The same goes for any other game. How many people have lost an elk, or a deer? At present you can't use dogs for deer or elk, but if you could - and you didn't, would you then be labeled an irresponsible and unethical hunter? I think not.

That isn't the best example, but I believe you can see the point I'm trying to make.

Sorry about going off topic BBDub.

Just my .002? ..nah, my .02? .. nope, that's my 20¢ :mrgreen:


----------



## Ryfly (Sep 13, 2007)

Tex is crotchety but he is mostly right. I wouldn't hunt birds without a dog, mostly because it's boring. Too bad you can't use a dog to track wounded game. Sure would help recover a lot of animals that otherwise go to waste.


----------



## Dukes_Daddy (Nov 14, 2008)

bigboybdub said:


> i would like to try to get into some of these devil birds but i dont have a dog and im really not to sure where to go looking for them does anyone have any info to share that would be helpful thanks alot


Don't pay attention to the dog snobs. Not sure what the conservation advantage is? Simply shoot straight and mark your drops. Some people might be to stupid for that so the dog compensates for brains.

Regarding chukars I would suggest the following. Look for steep rocky areas with cheatgrass. Cedars, Gilson, Dugway all have birds scattered. Even with my dog I frequently use my chukar call (buy them a Sportsman) and a good pair of binos to locate birds. You can hear them from a distance and frequently see them on steep slopes. Another trick is to watch hawks swooping in the distance. They hunt chukars and I have seen numerous flocks fly away after hawks swoop.

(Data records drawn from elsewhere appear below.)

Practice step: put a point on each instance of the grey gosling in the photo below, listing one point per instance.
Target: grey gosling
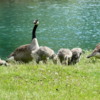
(96, 52)
(43, 54)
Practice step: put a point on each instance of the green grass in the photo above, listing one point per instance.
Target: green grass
(51, 82)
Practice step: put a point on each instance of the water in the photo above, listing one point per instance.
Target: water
(63, 23)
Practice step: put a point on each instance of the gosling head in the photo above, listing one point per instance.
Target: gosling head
(36, 22)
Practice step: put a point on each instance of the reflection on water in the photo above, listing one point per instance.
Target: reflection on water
(63, 23)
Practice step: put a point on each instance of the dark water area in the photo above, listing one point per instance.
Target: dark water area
(63, 23)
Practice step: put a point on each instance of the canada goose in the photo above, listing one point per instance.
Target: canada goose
(2, 62)
(44, 53)
(64, 56)
(96, 52)
(76, 53)
(23, 53)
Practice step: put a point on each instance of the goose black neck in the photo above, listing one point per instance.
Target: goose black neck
(34, 32)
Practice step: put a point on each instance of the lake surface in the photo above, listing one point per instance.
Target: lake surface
(63, 23)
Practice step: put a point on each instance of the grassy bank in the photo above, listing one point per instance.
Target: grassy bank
(51, 82)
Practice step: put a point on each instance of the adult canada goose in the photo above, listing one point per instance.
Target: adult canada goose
(2, 62)
(23, 53)
(96, 52)
(76, 53)
(43, 54)
(64, 56)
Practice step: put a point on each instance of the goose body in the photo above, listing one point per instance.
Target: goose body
(23, 53)
(96, 52)
(64, 55)
(43, 53)
(76, 54)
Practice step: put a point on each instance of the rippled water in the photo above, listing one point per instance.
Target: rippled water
(63, 23)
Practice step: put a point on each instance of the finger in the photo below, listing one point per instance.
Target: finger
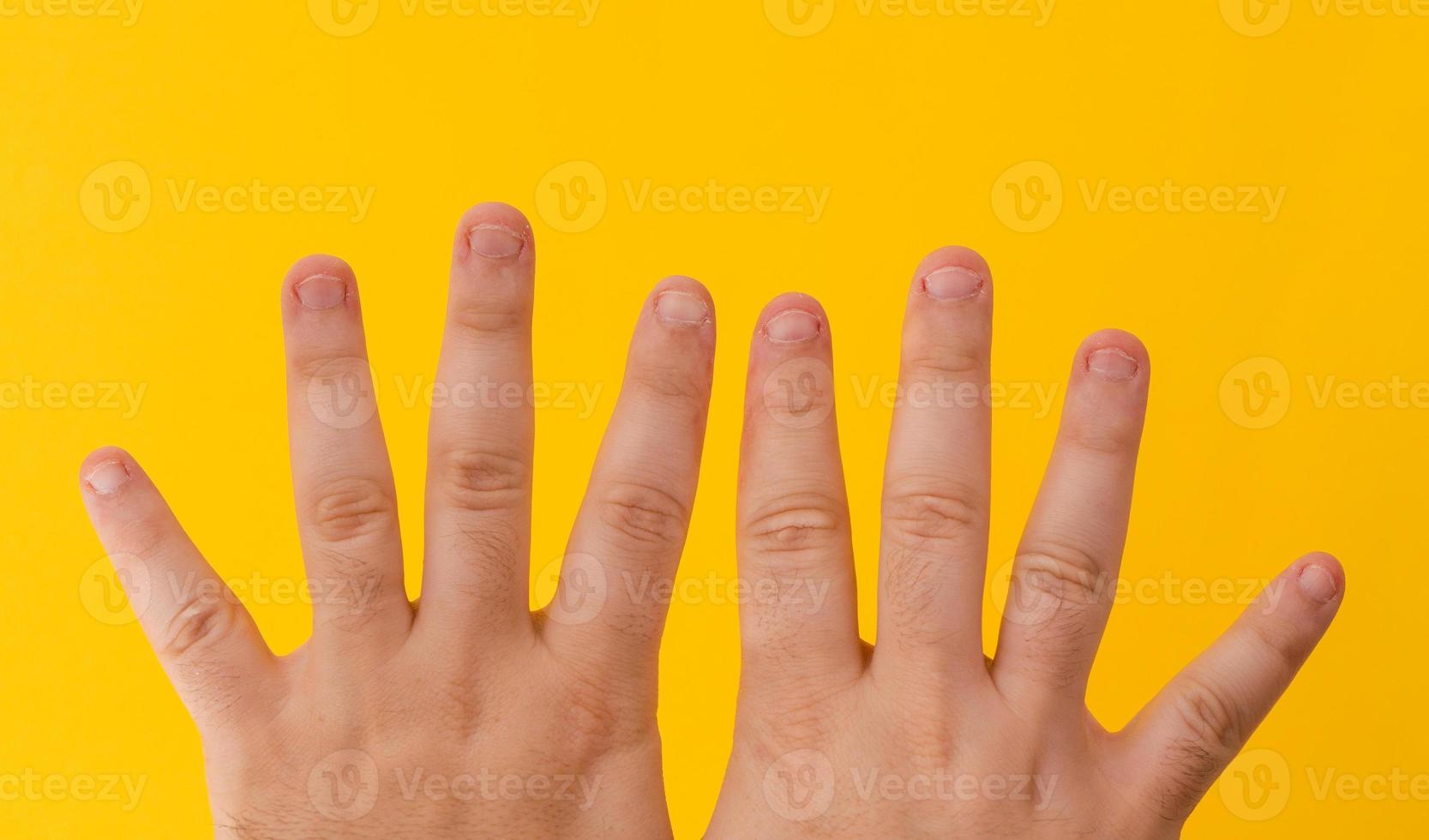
(342, 477)
(630, 531)
(1064, 578)
(795, 549)
(203, 636)
(482, 435)
(934, 546)
(1204, 717)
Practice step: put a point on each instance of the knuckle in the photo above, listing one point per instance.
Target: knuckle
(925, 514)
(196, 627)
(1103, 436)
(957, 363)
(1210, 719)
(1064, 574)
(489, 316)
(799, 523)
(643, 513)
(351, 509)
(666, 381)
(479, 480)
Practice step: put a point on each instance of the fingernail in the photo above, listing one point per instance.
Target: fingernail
(107, 477)
(790, 326)
(952, 283)
(495, 242)
(1112, 364)
(681, 308)
(1318, 583)
(321, 291)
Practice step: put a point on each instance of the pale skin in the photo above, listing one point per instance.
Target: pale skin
(466, 715)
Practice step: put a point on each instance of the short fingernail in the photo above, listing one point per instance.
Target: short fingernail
(321, 291)
(1318, 583)
(107, 477)
(681, 309)
(952, 283)
(1112, 364)
(495, 242)
(790, 326)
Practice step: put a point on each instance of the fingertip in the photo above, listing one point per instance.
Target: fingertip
(1321, 578)
(495, 231)
(319, 282)
(681, 302)
(106, 471)
(1115, 356)
(953, 273)
(792, 317)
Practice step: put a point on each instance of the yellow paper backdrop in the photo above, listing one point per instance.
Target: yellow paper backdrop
(1240, 183)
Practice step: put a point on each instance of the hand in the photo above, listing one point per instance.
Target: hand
(922, 736)
(467, 716)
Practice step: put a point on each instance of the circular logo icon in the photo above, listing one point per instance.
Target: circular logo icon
(1255, 17)
(116, 197)
(576, 586)
(1257, 393)
(572, 197)
(343, 786)
(1028, 197)
(799, 786)
(1257, 786)
(343, 17)
(342, 393)
(116, 591)
(799, 17)
(799, 393)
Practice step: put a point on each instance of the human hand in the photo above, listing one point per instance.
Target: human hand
(923, 735)
(467, 716)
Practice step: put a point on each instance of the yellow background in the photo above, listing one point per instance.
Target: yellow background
(910, 122)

Once you bust a flock they start clucking to get together again and you can stalk up to singles and small groups by sound. Good luck and enjoy.


----------



## tigerpincer (Dec 5, 2009)

TEX-O-BOB said:


> If you don't have a dog stay home. Hunting birds without a dog should be against the law...
> 
> A trained dog is the single most important conservation tool for bird hunting there is. Hunting birds without one is irresponsible and unethical.
> 
> ...


Tex I typically respect and agree with most of what you jot down in here. This said I was taken back a bit by this statement. Why would not having a dog make a person unethical? One can certainly take ethical shots, mark birds, shoot one bird and retrieve it before shooting another etc.... 
Dogs dont allways find the birds either. Not all dogs are created equal so I geuss we should all have to buy state trained and certified bird dogs. That way the state can make sure only the best dogs and the richest owners are allowed to hunt. If your dog were to lose one should it never be allowed to hunt again. Ethics is about how you handle your own behavior not what you are priveledged enough to own.

I grew up with an ingrained passion for hunting from my earliest memories. No one in my family immediate or extended understood or shared this past time with me at any level. I certainly was not allowed to have my own hunting dog. The memories of my teenage years learning to hunt on my own or with a couple older neighborhood boys are among my fondest. Should I really have been deprived those opportunities because I couldnt have a dog at that time? I couldnt disagree more. Did I lose a few birds along the way? sure but not all that many. It bothered me terribly when I would so I worked very hard to be a better shot and mark my birds. Was I unethical? I dont think so! Ethics arent about being perfect and having all the best equipment and advantages. Anyways I do respect your right to your opinion but in this case I strongly disagree.


----------



## Bhilly81 (Oct 18, 2009)

the fact that i do not have a dog is because i am not alowed to have them where i live i did have some at some time but i had to get rid of them but in the many years that i have been bird hunting i only lost one bird which was last year and it flew across the river and i tried to swim for it and get it in late november but i guess i shall go out bird hunting no longer


----------



## Chaser (Sep 28, 2007)

Don't get discouraged by Tex's opinion. Read your own signature line!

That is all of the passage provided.